Despite a trail of bankruptcies and dozens of lawsuits, Winnipeg’s Kurt Wittin is still selling pools.
Dozens of Kurt Wittin’s customers have called him a scammer, a conman, a snake oil salesman — and far worse. They claim to be out tens of thousands of dollars each.
The Winnipeg man is facing — and has lost — lawsuits from across North America. But it hasn’t stopped him. In spite of all this, he landed a prime spot for his prefabricated pool business on a popular HGTV show Fixer to Fabulous in 2022.

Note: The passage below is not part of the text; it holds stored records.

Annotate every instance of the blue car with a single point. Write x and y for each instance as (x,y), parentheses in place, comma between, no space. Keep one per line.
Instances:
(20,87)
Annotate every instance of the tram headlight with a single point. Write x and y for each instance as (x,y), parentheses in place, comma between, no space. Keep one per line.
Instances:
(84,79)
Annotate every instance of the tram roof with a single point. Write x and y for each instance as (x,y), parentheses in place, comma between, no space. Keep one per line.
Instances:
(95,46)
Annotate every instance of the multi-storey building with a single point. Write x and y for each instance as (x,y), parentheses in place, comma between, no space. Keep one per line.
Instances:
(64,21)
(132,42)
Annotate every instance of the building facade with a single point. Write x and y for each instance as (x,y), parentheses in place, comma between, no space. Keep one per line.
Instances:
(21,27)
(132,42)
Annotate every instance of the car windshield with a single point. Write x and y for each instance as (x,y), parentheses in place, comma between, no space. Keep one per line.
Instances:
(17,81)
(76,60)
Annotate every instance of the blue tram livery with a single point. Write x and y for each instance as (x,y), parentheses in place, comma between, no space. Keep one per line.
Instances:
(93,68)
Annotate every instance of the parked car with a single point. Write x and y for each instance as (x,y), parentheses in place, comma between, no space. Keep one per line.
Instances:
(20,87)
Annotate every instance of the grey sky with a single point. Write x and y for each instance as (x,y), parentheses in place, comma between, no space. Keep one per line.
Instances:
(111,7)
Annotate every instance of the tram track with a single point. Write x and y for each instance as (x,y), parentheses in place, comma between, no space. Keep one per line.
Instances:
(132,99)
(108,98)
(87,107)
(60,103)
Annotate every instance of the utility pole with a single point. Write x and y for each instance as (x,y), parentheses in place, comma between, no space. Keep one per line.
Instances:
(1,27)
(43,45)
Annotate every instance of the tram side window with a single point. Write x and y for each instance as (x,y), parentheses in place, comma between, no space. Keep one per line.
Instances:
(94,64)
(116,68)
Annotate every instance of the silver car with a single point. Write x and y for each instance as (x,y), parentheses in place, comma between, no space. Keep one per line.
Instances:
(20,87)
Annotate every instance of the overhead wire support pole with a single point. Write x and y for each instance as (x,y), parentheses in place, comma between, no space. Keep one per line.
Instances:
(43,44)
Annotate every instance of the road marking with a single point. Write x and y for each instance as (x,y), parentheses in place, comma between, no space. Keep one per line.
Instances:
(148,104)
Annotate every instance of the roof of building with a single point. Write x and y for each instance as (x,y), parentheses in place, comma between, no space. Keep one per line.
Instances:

“That is exactly what got me to sign a contract with him,” says Winnie Lin. She paid Wittin $27,000 to build a pool out of a metal shipping container and ship it to her in Prince George, B.C.
CBC News contacted the trucking company Wittin told Lin he would use. A representative said the firm hauled two pools for Wittin more than a year ago and never received payment. The company says it, too, is owed more than $20,000 from Wittin, but does not expect to ever recover it.
In signing contracts and emails, Wittin has used slight variations of his name: Kurt Wittin, Kurt Witten and Kurt Witton. Doing so has made it more difficult for customers to locate reviews.
His company names have also changed and have included Kustom Container Builders; Seventeen Pools; 204 Container Homes & Pools, Swiss Coast Pools and Rockstar Entertainment.
Wittin mentions the HGTV program in his marketing materials and on his website, something customers across Canada and the U.S. said was instrumental in helping them decide to use his services.
One customer in Texas named Susan said she knew of many customers who’d lost their sizable deposits and still never received a pool. CBC News agreed not to use her last name because of the nature of work she does for the U.S. Government.
“I can think of any number of people who would like to lay hands on this man. And I’m not threatening violence, but he has screwed over a lot of people. And his day is going to come,” she said.
She paid Wittin $27,000 US and has received neither a pool, nor a refund.
Customer facing cancer surgeries out $45K
Facing a difficult diagnosis in 2020, Chantelle Delion, of Kelowna, B.C., wanted a backyard pool for her three children while she faced multiple cancer surgeries.
She found Wittin’s Seventeen Pools online and said he was responsive, engaging and seemed knowledgeable. From her hospital bed, she negotiated a price of $45,000 including delivery — and the family opened a line of credit to pay for it.
Nearly two years later, the pool she had expected in 10 weeks is nowhere to be seen.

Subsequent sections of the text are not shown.